Afortunadamente en esa ocasión mi amiga la poeta Esther Mandujano me acompañó. Ella tampoco se lo esperaba, igual me vi un poco abusivo pues ella iba a declamar sus poemas a mis talleristas de siempre, a los cuerdos por decir así. Lo bueno es que no se resistió y amablemente accedió a pasar conmigo.

Mi sorpresa fue grande cuando me di cuenta que el espacio en que se encuentraban los enfermos mentales era bastante limpio. Algo de jardín de niños tenía el lugar: pulcro, iluminado, con paredes blancas y gente agradable. Esa mañana que asistimos estaban haciendo piñatas y tenían a un ratón Miguelito colgando del cuello, lo mismo que otra figura amorfa.

Sentados en torno a una mesa los enfermos mentales recortaban papel china para decorar las piñatas. Rápido se pusieron a recoger sus cosas y ordenados nos pusieron atención.

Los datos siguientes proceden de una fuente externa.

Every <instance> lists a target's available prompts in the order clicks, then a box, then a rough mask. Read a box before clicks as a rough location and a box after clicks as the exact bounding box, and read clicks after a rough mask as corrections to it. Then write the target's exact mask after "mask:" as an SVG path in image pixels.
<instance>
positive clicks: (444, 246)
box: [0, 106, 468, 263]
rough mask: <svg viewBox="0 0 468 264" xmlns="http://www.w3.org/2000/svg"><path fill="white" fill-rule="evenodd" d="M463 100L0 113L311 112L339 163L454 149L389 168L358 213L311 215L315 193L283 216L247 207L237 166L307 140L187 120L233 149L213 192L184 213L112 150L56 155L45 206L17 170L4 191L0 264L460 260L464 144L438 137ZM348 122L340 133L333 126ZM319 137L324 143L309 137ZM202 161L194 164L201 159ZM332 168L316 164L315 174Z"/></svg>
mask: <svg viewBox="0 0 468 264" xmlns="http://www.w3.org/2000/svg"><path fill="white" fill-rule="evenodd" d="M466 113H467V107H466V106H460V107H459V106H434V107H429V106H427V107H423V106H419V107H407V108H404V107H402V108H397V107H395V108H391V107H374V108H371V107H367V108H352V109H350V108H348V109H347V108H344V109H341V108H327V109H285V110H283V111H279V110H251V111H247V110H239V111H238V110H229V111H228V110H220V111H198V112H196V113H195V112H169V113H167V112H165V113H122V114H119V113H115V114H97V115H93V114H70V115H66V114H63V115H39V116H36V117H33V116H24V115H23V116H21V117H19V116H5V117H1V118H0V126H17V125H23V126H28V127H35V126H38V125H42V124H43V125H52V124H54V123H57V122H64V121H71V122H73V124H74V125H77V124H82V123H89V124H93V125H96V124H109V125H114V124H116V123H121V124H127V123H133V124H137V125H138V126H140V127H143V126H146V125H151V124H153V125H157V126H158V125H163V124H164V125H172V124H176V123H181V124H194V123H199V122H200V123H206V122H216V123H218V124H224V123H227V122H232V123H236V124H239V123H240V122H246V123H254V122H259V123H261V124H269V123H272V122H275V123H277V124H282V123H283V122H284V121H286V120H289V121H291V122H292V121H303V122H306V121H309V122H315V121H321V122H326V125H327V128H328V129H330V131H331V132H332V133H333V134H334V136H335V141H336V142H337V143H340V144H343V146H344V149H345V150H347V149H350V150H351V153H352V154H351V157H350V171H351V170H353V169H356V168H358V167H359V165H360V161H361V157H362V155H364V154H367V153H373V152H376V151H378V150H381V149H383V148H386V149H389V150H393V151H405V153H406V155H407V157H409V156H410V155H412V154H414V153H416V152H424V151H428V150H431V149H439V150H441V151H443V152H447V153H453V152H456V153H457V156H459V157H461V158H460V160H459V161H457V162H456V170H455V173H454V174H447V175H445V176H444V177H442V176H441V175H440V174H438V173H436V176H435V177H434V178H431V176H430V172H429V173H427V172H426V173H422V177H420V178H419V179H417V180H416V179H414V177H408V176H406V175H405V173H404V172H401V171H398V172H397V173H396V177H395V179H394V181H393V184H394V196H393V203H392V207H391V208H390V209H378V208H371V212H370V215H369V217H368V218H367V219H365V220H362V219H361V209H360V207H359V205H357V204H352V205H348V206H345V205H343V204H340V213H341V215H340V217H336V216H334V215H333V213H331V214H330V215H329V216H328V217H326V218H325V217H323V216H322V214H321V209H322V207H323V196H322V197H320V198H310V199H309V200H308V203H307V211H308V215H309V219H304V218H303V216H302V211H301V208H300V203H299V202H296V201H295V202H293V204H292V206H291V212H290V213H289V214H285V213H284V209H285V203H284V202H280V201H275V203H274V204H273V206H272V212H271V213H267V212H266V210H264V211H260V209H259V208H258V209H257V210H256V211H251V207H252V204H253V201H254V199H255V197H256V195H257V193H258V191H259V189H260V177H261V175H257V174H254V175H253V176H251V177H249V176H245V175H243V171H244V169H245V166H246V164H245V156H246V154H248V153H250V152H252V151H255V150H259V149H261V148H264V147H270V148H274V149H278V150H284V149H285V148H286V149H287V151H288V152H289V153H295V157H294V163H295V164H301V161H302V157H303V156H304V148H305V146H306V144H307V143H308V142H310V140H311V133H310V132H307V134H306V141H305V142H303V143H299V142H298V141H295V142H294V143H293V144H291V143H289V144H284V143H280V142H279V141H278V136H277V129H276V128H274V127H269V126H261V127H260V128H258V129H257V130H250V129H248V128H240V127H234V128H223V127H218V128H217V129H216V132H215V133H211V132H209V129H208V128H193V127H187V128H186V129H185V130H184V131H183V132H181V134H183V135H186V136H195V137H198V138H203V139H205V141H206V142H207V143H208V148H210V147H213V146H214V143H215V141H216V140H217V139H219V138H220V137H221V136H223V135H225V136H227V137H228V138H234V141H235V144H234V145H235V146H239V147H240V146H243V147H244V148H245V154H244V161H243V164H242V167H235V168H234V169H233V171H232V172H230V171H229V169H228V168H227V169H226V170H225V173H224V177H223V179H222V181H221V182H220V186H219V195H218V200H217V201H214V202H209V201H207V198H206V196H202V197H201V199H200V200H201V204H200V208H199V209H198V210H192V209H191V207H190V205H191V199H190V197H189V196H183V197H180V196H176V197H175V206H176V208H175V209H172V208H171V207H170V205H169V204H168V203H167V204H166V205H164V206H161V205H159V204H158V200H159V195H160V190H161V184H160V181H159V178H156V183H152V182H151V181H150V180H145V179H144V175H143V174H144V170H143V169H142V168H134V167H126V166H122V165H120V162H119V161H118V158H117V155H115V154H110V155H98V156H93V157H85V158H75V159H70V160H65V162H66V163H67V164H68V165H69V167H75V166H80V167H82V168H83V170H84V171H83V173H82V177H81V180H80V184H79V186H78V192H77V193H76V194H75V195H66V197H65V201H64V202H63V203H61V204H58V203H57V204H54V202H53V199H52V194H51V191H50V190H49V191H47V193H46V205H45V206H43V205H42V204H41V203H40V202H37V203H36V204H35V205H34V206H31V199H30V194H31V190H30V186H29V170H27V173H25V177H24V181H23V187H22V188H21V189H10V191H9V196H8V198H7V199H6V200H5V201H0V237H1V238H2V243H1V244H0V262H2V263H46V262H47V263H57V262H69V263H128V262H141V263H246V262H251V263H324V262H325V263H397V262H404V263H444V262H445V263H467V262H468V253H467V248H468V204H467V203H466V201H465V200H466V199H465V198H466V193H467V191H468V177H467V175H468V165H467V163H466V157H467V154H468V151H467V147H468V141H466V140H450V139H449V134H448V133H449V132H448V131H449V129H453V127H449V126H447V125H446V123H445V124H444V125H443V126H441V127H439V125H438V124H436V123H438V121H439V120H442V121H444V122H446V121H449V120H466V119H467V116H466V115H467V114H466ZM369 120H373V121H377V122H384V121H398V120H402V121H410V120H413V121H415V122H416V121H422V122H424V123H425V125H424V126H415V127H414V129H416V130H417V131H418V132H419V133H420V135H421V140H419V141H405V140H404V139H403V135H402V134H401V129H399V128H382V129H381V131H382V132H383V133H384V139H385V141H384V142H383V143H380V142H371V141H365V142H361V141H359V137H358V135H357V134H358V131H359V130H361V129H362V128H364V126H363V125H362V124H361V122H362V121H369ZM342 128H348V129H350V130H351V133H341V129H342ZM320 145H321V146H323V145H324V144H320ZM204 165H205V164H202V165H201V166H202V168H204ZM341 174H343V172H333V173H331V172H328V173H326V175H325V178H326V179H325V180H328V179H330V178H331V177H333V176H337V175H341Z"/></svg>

Esther Mandujano que es una gran poeta, pero además una gran declamadora, recitó de memoria algunos poemas. Yo imperfecto de memoria leí a Rubén Darío y a Machado. “Este era un rey que tenía un palacio de diamantes, una tienda hecha de día y un rebaño de elefantes”. “Yo voy soñando caminos de la tarde, ¡Las colinas doradas, los verdes pinos, las polvorientas encinas!… ¿A dónde el camino ira? Yo voy cantando viajero, a lo largo del sendero –la tarde cayendo está-”.

Cuando terminamos ese breve recital uno de ellos, justo el hombre de la estrella en el rostro me dijo que recitara el poema del Tajo. Me quedé asombrado, ¿dónde había estado ese joven? Hasta atrás, atento, absorbiendo lo más posible la esencia de los poemas. “Sí -me dijo-, lea el del Tajo, el del río grande de Portugal. O háblenos de Thomas Mann, de Muerte en Venecia”.

¿Cómo sabía él todo eso? ¿Acaso no había estado en aquella ocasión, aburrido las casi dos horas de taller literario? El hombre de la estrella sonreía, quizá porque recordaba el poema del Tajo o el relato de Thomas Mann y entonces comprendí: él había viajado en esa ocasión con nosotros, esa mañana, en silencio, recorriendo el río de Portugal. Había estado también sentado junto a Aschenbach, en el jardín oscuro, escuchando la amonestación del escritor a Tadzio quien decía: “¡No debes sonreír así! ¡No se debe sonreír así a nadie!”.

Sólo aquellos que no leen pueden decir que la lectura no sirve para nada. Decía José Martí: “¿Quién es el ignorante que sostiene que la poesía no es necesaria a los pueblos?” La poesía señalaba el poeta cubano, “es más necesaria a los pueblos que la industria misma, pues ésta (la industria) les proporciona el modo de subsistir, mientras que aquélla (la poesía) les da el deseo y la fuerza de la vida”.

El joven de la estrella esperaba en el encierro, como la pantera de Rilke, esperaba a que fuésemos otro día para navegar por el río de Portugal, esperaba saber qué destino corrió Aschenbach, esperaba soñar caminos con Machado, esperaba traspasar las fronteras de su prisión con la libertad que le concedía la palabra.